2.30pm
London is Burning
(45mins)
– A film exploring London’s response to the financial crisis.
Director: Haim Bresheeth
“Riots are the voice of the unheard” – Reverend Martin Luther King
The financial crisis following the banking collapse in 2008, has been a purely man-made phenomenon, an unsurprising result of the suicidal economics of short-term, casino economics of the international financial sector, and its capital, the City of London. The link between production and ‘wealth creation’ has been shattered by the financialisation of international capital, hence creating a market detached from economic realities. This has led to the deepest financial crisis in our lifetime, with hundreds of millions all over the world suffering, and having to pay the cost of the reckless financial market.
Instead of dealing with the banks and financial institutions of Capitalism which have brought about this latest crisis, the UK Coalition government has launched a massive attack on the victims – the unemployed, the low-wage earners, migrant workers, people on benefits, the old and the infirm. They are to ones who are paying the cost of the banks profligacy.
Decades of individualism, competition and state-encouraged selfishness, combined with a systematic crushing of unions and the ever-increasing criminalisation of dissent, have made Britain one of the most unequal countries in the developed world. In this context, the riots and ensuing ransacking of shops and other premises are examined by the film maker.
3.30pm
The Apples of the Golan
(80mins)
– tells the story of Majdal Shams, one of five remaining Arab villages in the Israeli-occupied Golan Heights. Before the occupation there were 139 such villages, which have now mostly been destroyed. Cut off from their homeland since the events of the Six Day War, the villagers fight to maintain their national identity amid political uncertainty, border disputes and the Syrian Civil War. They are all connected to, and owe their existence to, the apples which grow all around the village.

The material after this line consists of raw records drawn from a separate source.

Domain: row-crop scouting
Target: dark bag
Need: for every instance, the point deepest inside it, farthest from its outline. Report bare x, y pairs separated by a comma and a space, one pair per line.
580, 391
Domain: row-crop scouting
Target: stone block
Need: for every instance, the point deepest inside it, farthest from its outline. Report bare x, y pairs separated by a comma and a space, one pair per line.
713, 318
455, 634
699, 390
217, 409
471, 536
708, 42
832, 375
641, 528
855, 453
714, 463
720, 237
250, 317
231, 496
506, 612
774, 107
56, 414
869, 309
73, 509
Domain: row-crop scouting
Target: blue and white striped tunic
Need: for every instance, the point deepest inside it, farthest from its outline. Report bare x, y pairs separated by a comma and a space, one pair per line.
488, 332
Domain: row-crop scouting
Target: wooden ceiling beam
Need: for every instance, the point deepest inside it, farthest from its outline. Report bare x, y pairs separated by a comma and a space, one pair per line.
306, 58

Irish film-makers Keith Walsh and Jill Beardsworth spent five years among the people of the village and have woven together, from the interlocking lives of the apple growers, rappers, salsa dancers, holy men, traitors, and freedom fighters that make up this unique community, a film that is a complex portrait of a place, a people, and the apple trees that root them to land. APPLES OF THE GOLAN covers the four year period up until the Syrian conflict begins to turn into civil war, as the effects are being felt in the Golan Heights. It is a portrait of a village’s survival but also documents the beginning of its journey into the unknown.